Wednesday, November 29, 2006

Who Is That Ian Graham?

Ian Graham is one of the founders of the Schola Gregoriana of Northumbria and is now its director.

I was born in Alnwick in Northumberland, where I attended the Duke’s School, acquiring some good practical experience of choir training from Aileen Willcox, the school’s music teacher. It was more G&S than Gregorian Chant in those days! After school I won an exhibition to Christ Church Oxford. I was fortunate enough to be there at the time when Simon Preston was organist and choir master at Christ Church Cathedral and regular contact with the music making in the Cathedral awakened in me a deep and abiding interest in high quality liturgical music.

After being awarded a degree in Jurisprudence, I moved to the Middle Temple in London on a Harmsworth Exhibition and Astbury Scholarship to study for the bar. After qualifying as a barrister, I returned to the northeast and now practice as a barrister based in Newcastle, specialising in criminal work. I also sit as a recorder on the Northeastern Circuit.

My first encounter with performing Chant came at the Anglican church of Christ Church Shieldfield in Newcastle, but I never really got to grips with “Briggs and Frear” (I think that’s what it was called).

My first serious experience of Chant came with the “Durham Holy Week” in the late 1980s. This was a wonderful if highly eccentric event, in which the traditional (pre-Pius XII) ceremonies of the Easter Triduum were celebrated in the debating chamber of the Durham Union. It was here that I met Richard Hoban, from whom I learned more about Chant singing and how it works than from anyone else. Richard and I became good friends and his death at the age of 33 I still feel as a terrible loss.

Another big influence on my knowledge and understanding of Chant is Dr Mary Berry. Although I was never one of Dr Berry’s “singers” I was able to sing with her at the 1000 year celebrations of Durham Cathedral and also at a Chant weekend in Manchester organised by the Latin Mass Society. I own all her Chant recordings and am an associate of her Schola Gregoriana of Cambridge.

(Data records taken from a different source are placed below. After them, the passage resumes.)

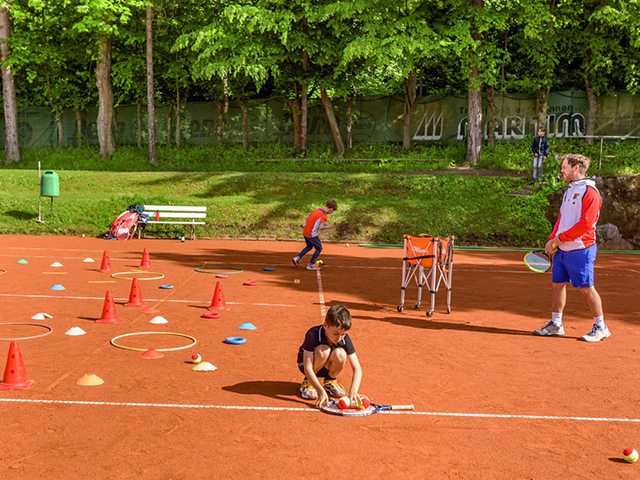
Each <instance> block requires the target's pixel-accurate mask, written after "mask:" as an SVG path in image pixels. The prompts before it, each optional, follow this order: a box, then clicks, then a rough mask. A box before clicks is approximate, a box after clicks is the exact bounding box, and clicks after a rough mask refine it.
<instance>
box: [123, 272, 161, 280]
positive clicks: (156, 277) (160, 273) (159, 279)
mask: <svg viewBox="0 0 640 480" xmlns="http://www.w3.org/2000/svg"><path fill="white" fill-rule="evenodd" d="M129 273H148V274H150V275H156V276H155V277H149V278H140V277H120V276H119V275H127V274H129ZM111 277H112V278H117V279H118V280H133V279H134V278H137V279H138V280H160V279H161V278H164V273H158V272H147V271H145V270H140V271H138V272H117V273H112V274H111Z"/></svg>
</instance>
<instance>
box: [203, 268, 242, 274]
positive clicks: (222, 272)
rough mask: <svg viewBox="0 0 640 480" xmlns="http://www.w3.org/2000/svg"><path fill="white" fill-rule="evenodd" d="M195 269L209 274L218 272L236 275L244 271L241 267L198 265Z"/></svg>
mask: <svg viewBox="0 0 640 480" xmlns="http://www.w3.org/2000/svg"><path fill="white" fill-rule="evenodd" d="M194 270H195V271H196V272H198V273H209V274H217V275H235V274H236V273H242V271H243V270H242V269H241V268H235V267H198V268H194ZM205 270H211V271H210V272H206V271H205Z"/></svg>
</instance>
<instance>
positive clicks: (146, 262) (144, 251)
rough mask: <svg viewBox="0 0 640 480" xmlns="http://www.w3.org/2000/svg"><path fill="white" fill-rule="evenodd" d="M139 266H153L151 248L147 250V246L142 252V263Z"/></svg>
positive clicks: (143, 267)
mask: <svg viewBox="0 0 640 480" xmlns="http://www.w3.org/2000/svg"><path fill="white" fill-rule="evenodd" d="M138 268H153V267H152V266H151V263H150V260H149V250H147V249H146V248H145V249H144V251H143V252H142V262H141V263H140V265H139V266H138Z"/></svg>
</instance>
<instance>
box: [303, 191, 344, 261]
mask: <svg viewBox="0 0 640 480" xmlns="http://www.w3.org/2000/svg"><path fill="white" fill-rule="evenodd" d="M337 209H338V202H336V201H335V200H334V199H331V200H327V203H326V205H325V207H324V208H316V209H315V210H314V211H313V212H311V213H310V214H309V215H307V221H306V223H305V225H304V230H303V231H302V235H303V236H304V241H305V243H306V246H305V247H304V248H303V249H302V251H301V252H300V253H299V254H298V255H296V256H295V257H293V259H292V260H293V264H294V265H295V266H296V267H298V266H300V260H301V259H302V257H304V256H305V255H306V254H307V253H309V252H310V251H311V250H313V249H314V248H315V252H313V255H312V256H311V261H310V262H309V265H307V270H320V268H322V267H321V266H320V265H316V260H317V259H318V256H319V255H320V252H321V251H322V242H321V241H320V238H319V237H318V234H319V233H320V229H322V228H324V226H325V223H327V215H331V214H332V213H333V212H335V211H336V210H337Z"/></svg>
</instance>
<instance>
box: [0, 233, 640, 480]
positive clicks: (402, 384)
mask: <svg viewBox="0 0 640 480" xmlns="http://www.w3.org/2000/svg"><path fill="white" fill-rule="evenodd" d="M301 246H302V243H301V242H263V241H214V240H201V239H199V240H196V241H187V242H185V243H181V242H179V241H177V240H155V239H151V240H144V239H143V240H130V241H127V242H122V241H107V240H102V239H95V238H71V237H31V236H3V237H2V247H3V248H2V251H1V253H0V268H2V269H3V270H6V273H3V274H2V275H0V322H1V323H20V322H22V323H33V324H39V325H47V326H48V327H51V328H52V329H53V331H52V333H51V334H49V335H46V336H42V337H39V338H33V339H25V340H20V341H19V347H20V350H21V353H22V358H23V361H24V366H25V368H26V372H27V375H28V377H29V379H31V380H35V384H34V385H33V386H32V387H31V388H30V389H28V390H24V391H18V390H6V391H0V415H1V416H2V425H1V426H0V429H1V437H0V438H1V445H2V447H1V450H0V478H2V479H4V480H9V479H18V478H20V479H36V478H42V479H44V478H47V479H49V478H69V479H75V478H96V479H98V478H99V479H141V478H144V479H187V478H189V479H211V478H311V477H317V478H350V479H388V478H465V479H476V478H481V479H485V478H486V479H517V478H531V479H547V478H557V479H560V478H562V479H567V478H572V479H576V478H607V479H611V478H623V479H631V478H638V475H640V470H638V469H639V468H640V465H638V464H626V463H624V462H623V461H622V450H623V449H624V448H626V447H629V446H633V447H635V448H638V446H640V433H639V432H640V414H639V413H638V412H639V411H640V408H639V407H640V397H639V396H638V392H639V391H640V380H639V379H638V362H639V361H638V358H639V351H640V347H639V345H640V344H639V342H638V334H639V333H640V306H639V305H640V303H639V302H638V300H637V292H638V289H639V288H640V281H639V280H640V263H639V262H638V257H637V256H636V255H624V254H601V255H599V257H598V261H597V263H596V286H597V288H598V290H599V292H600V294H601V296H602V298H603V302H604V307H605V319H606V321H607V324H608V325H609V328H610V330H611V332H612V337H611V338H609V339H607V340H605V341H603V342H600V343H598V344H588V343H586V342H581V341H579V340H578V339H579V338H580V336H581V335H583V334H585V333H587V332H588V331H589V330H590V328H591V324H592V321H591V319H590V316H589V314H588V311H587V306H586V302H585V301H584V299H583V298H582V295H581V294H580V293H579V292H576V291H574V290H570V291H569V295H568V303H567V309H566V310H565V316H564V319H565V329H566V336H565V337H562V338H545V337H536V336H534V335H532V333H531V332H532V330H534V329H535V328H539V327H540V326H541V325H542V323H543V322H544V321H546V320H547V318H548V316H549V305H550V294H551V286H550V274H536V273H533V272H531V271H529V270H528V269H526V267H525V266H524V265H523V264H522V256H523V253H522V252H517V251H462V250H461V251H456V252H455V254H454V267H453V295H452V311H451V313H450V314H446V302H445V292H444V290H442V289H441V291H440V292H439V293H438V296H437V298H436V308H435V313H434V315H433V316H432V317H431V318H427V317H426V316H425V306H426V304H427V303H428V298H429V297H428V293H426V292H425V293H424V298H423V308H422V310H420V311H416V310H414V309H413V308H412V307H413V303H415V298H416V296H417V288H416V287H415V286H414V285H412V286H411V287H410V288H409V290H408V291H407V299H406V302H405V309H404V311H403V312H402V313H398V311H397V306H398V304H399V300H400V283H401V267H402V250H400V249H376V248H364V247H357V246H354V245H352V246H351V247H350V248H347V247H346V246H345V245H344V244H325V249H324V252H323V255H322V257H323V259H324V261H325V263H326V266H325V268H323V269H322V270H321V271H320V272H312V271H307V270H305V269H302V268H295V267H294V266H293V265H292V264H291V257H292V256H293V255H294V254H295V253H297V252H298V251H299V250H300V248H301ZM144 248H147V249H148V251H149V254H150V262H151V264H152V266H153V268H152V269H148V270H150V271H153V272H158V273H159V274H162V275H164V277H163V278H154V279H148V280H140V282H139V283H140V293H141V296H142V297H143V299H144V301H145V302H146V304H147V305H151V306H154V307H156V308H157V309H158V311H159V313H157V314H147V313H143V312H142V309H141V308H140V307H124V306H123V304H124V303H125V302H127V300H128V297H129V293H130V289H131V284H132V280H129V279H115V278H112V277H111V276H110V274H106V273H100V272H97V269H98V268H100V265H101V259H102V255H103V252H104V251H105V250H107V251H108V252H109V256H110V262H111V266H112V268H113V270H114V271H115V272H134V271H137V270H138V269H137V266H138V265H140V263H141V258H142V252H143V249H144ZM86 258H92V259H94V260H95V263H87V262H84V261H83V260H84V259H86ZM20 259H24V260H26V261H27V262H28V263H27V264H18V263H16V262H17V261H18V260H20ZM54 262H60V263H61V264H62V265H63V266H62V267H51V265H52V264H53V263H54ZM202 266H210V267H211V266H214V267H228V268H230V269H242V272H241V273H236V274H229V275H228V277H227V278H222V279H220V278H216V275H214V274H211V273H201V272H196V271H195V270H194V269H195V268H198V267H202ZM264 267H272V268H273V269H274V270H273V271H265V270H263V269H264ZM129 275H131V276H138V277H141V278H142V277H145V276H146V277H158V276H159V275H155V276H154V275H144V274H135V275H134V274H127V275H125V276H129ZM296 280H299V282H296ZM216 281H220V282H221V286H222V289H223V292H224V298H225V301H226V305H227V306H228V307H229V310H228V311H226V312H221V317H220V318H218V319H205V318H201V315H202V313H204V312H206V311H207V309H206V307H207V306H209V305H210V303H211V302H212V296H213V293H214V289H215V284H216ZM246 281H255V282H256V285H255V286H244V285H243V283H244V282H246ZM105 282H113V283H105ZM54 284H61V285H63V286H64V288H65V289H64V290H50V288H51V286H53V285H54ZM167 284H170V285H173V288H172V289H161V288H159V286H160V285H167ZM107 290H111V291H112V292H113V296H114V298H115V307H116V309H117V315H118V317H120V318H122V319H123V321H122V322H121V323H119V324H117V325H109V324H97V323H95V320H96V319H98V318H100V316H101V313H102V309H103V304H104V298H105V293H106V291H107ZM337 303H339V304H343V305H345V306H347V307H348V308H349V309H350V310H351V313H352V315H353V317H354V325H353V328H352V331H351V332H350V335H351V337H352V339H353V342H354V345H355V348H356V352H357V354H358V357H359V359H360V362H361V364H362V366H363V371H364V378H363V382H362V388H361V393H363V394H366V395H368V396H369V397H370V398H371V399H372V400H373V401H375V402H377V403H384V404H414V405H415V410H414V411H413V412H396V413H394V412H392V413H378V414H376V415H372V416H368V417H361V418H343V417H336V416H331V415H327V414H324V413H321V412H319V411H318V410H316V409H314V408H313V404H312V402H310V401H305V400H303V399H302V398H300V396H299V394H298V389H299V385H300V381H301V380H302V379H301V375H300V373H299V371H298V369H297V367H296V354H297V349H298V347H299V346H300V344H301V342H302V340H303V336H304V333H305V332H306V330H307V329H308V328H310V327H311V326H313V325H317V324H319V323H321V321H322V319H323V316H324V312H325V311H326V309H328V308H329V307H330V306H332V305H335V304H337ZM40 312H46V313H47V314H48V315H51V316H52V318H45V319H44V320H32V319H31V317H32V316H33V315H35V314H37V313H40ZM156 315H161V316H163V317H164V318H166V319H167V320H168V323H167V324H165V325H153V324H150V323H149V321H150V320H151V319H152V318H153V317H154V316H156ZM245 322H250V323H252V324H253V325H255V326H256V327H257V329H256V330H252V331H248V330H239V329H238V328H237V327H238V326H239V325H241V324H243V323H245ZM74 326H77V327H80V328H82V329H83V330H85V331H86V335H82V336H68V335H65V332H66V331H67V330H68V329H70V328H71V327H74ZM46 330H47V329H46V328H45V327H42V326H38V325H3V326H0V337H2V338H12V337H28V336H38V335H41V334H42V333H45V331H46ZM135 332H173V333H180V334H185V335H189V336H192V337H193V338H195V339H196V341H197V344H196V345H195V346H193V347H189V348H183V349H180V350H172V351H165V352H164V357H163V358H161V359H156V360H147V359H143V358H141V357H140V353H141V352H139V351H133V350H125V349H120V348H116V347H114V346H112V345H111V344H110V340H111V339H112V338H114V337H116V336H119V335H125V334H128V333H135ZM230 336H242V337H245V338H246V339H247V342H246V343H245V344H244V345H229V344H226V343H224V342H223V340H224V339H225V338H227V337H230ZM119 342H120V343H121V344H123V345H125V346H129V347H132V348H142V349H151V348H155V349H167V348H169V349H170V348H180V347H183V346H186V345H188V344H189V343H191V341H190V340H189V339H187V338H185V337H180V336H170V335H139V336H129V337H125V338H122V339H121V340H119ZM9 345H10V342H9V341H0V362H2V367H0V368H3V367H4V364H5V361H6V358H7V352H8V350H9ZM194 353H199V354H201V355H202V357H203V359H204V360H206V361H209V362H211V363H212V364H213V365H215V366H216V367H217V370H215V371H213V372H194V371H192V367H193V365H192V364H191V363H189V359H190V357H191V355H192V354H194ZM87 373H92V374H95V375H97V376H99V377H100V378H101V379H103V380H104V384H102V385H98V386H81V385H78V384H77V383H76V382H77V381H78V379H80V378H81V377H83V376H84V375H85V374H87ZM339 380H340V381H341V382H342V383H343V384H344V383H346V384H348V383H349V379H348V378H345V375H344V374H343V376H342V377H341V378H339Z"/></svg>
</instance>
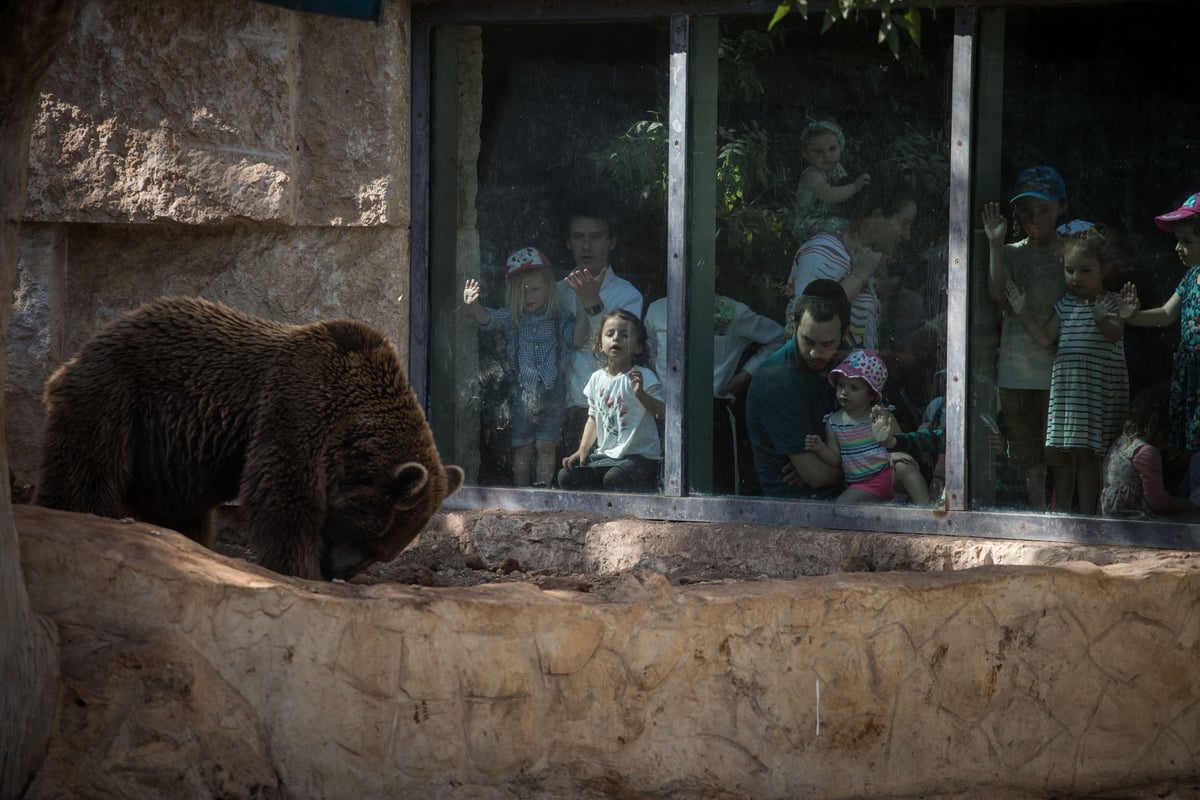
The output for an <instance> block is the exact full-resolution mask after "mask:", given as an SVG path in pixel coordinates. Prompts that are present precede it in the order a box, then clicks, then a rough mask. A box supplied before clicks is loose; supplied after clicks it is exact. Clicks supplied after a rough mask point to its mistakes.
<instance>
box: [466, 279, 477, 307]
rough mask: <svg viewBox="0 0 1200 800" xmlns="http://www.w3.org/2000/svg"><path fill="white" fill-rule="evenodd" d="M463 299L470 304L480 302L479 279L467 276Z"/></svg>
mask: <svg viewBox="0 0 1200 800" xmlns="http://www.w3.org/2000/svg"><path fill="white" fill-rule="evenodd" d="M462 301H463V302H464V303H466V305H468V306H474V305H475V303H476V302H479V281H476V279H475V278H467V283H466V284H464V285H463V288H462Z"/></svg>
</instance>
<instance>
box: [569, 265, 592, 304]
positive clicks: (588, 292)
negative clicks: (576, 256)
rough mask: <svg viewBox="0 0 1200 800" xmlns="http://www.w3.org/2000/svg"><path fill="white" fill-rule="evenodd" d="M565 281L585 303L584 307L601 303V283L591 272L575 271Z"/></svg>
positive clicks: (578, 298)
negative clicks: (594, 276) (595, 277)
mask: <svg viewBox="0 0 1200 800" xmlns="http://www.w3.org/2000/svg"><path fill="white" fill-rule="evenodd" d="M564 281H565V282H566V285H569V287H570V288H571V290H572V291H575V295H576V296H577V297H578V299H580V300H581V301H583V305H584V307H587V306H594V305H596V303H598V302H600V281H598V279H596V278H595V277H594V276H593V275H592V271H590V270H587V269H583V270H574V271H572V272H571V273H570V275H568V276H566V277H565V278H564Z"/></svg>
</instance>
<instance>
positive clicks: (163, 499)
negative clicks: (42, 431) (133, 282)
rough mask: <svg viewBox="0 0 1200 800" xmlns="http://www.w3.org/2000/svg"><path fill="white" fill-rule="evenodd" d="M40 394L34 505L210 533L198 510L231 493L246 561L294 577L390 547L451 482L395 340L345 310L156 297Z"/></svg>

Away from liturgical music my other great passion is opera, particularly the great romantic operas of the nineteenth century. My musical heroes include Reginald Goodall, Joan Sutherland, Rita Hunter and Carlo Bergonzi. Of musicians still active today I have immense respect for Antonio Pappano, music director of the Royal Opera House, and I adore the singing of the brilliant Peruvian tenor Juan Diego Florez.